Casi sin querer, y otras veces queriéndolo mucho, a conciencia, huimos de las relaciones «tóxicas». Si el vecino es un pesado, y no puedes decirle «hola» sin aguantar quince minutos de monólogo, prefieres esperar en el descansillo hasta que suba al ascensor. Si el compañero de trabajo está lleno de problemas, intentas mantenerlo a distancia para que no te llore en el hombro. Con aquellos antiguos amigos que ahora reniegan de la Iglesia ya no sales, no vaya a ser que te inciten al pecado…

Compa­decido, extendió la mano y lo tocó diciendo: «Quiero: queda limpio». Al tocar al leproso, Jesús contraía impureza legal.

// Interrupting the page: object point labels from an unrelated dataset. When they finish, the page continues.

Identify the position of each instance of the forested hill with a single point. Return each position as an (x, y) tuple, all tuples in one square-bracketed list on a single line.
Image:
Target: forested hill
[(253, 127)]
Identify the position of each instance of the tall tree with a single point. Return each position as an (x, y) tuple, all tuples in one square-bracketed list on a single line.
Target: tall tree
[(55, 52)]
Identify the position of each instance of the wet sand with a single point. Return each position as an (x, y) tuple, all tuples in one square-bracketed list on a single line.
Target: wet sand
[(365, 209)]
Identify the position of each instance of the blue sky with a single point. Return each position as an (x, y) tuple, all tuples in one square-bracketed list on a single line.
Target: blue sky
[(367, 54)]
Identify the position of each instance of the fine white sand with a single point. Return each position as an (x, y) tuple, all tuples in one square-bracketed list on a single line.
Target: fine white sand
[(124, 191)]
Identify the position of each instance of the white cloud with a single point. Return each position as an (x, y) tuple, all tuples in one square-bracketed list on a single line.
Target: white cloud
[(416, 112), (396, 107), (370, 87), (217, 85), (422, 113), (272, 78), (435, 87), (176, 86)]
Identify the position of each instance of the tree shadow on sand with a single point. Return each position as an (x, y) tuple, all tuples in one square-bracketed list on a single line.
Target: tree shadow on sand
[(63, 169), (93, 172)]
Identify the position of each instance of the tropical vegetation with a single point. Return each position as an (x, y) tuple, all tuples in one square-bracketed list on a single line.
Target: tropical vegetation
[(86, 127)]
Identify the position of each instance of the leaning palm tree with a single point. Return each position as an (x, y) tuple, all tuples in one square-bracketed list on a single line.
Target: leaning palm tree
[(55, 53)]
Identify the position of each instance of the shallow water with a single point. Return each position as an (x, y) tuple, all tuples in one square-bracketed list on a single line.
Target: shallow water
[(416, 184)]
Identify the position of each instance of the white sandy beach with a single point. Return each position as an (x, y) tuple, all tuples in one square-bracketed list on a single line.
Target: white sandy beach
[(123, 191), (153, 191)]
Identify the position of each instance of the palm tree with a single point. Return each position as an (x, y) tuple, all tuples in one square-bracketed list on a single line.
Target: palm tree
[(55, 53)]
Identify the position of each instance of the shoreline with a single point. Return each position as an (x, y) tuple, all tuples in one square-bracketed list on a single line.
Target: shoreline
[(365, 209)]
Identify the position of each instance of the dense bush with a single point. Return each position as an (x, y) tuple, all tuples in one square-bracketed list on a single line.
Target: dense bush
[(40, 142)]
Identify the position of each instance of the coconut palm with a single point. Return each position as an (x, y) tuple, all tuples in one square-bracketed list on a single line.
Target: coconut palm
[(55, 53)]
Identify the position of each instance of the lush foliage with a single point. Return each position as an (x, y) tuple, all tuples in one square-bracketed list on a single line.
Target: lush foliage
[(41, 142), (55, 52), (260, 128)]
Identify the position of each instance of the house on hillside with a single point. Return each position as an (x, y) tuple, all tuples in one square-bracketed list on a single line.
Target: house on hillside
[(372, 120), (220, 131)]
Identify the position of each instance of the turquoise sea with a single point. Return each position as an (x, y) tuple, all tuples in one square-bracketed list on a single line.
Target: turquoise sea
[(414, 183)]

Comió con publicanos, se juntó con meretrices y, para mostrarnos su predilección por la toxicidad, incurrió en la maldición de la Cruz para redimirnos. Ya se ve que la toxicidad opera sólo de una parte: eran relaciones tóxicas para Él, y sanadoras para nosotros.

No seas tan «higiénico»: soporta un poco a ese vecino, escucha a ese compañero, sal con esos amigos. No te mancharán; a lo sumo, te robarán tiempo. Pero, en ese tiempo, les darás cariño y, a través de ese cariño, podrás llevarles el Amor sanador de Dios. ¡Mánchate un poco, por favor!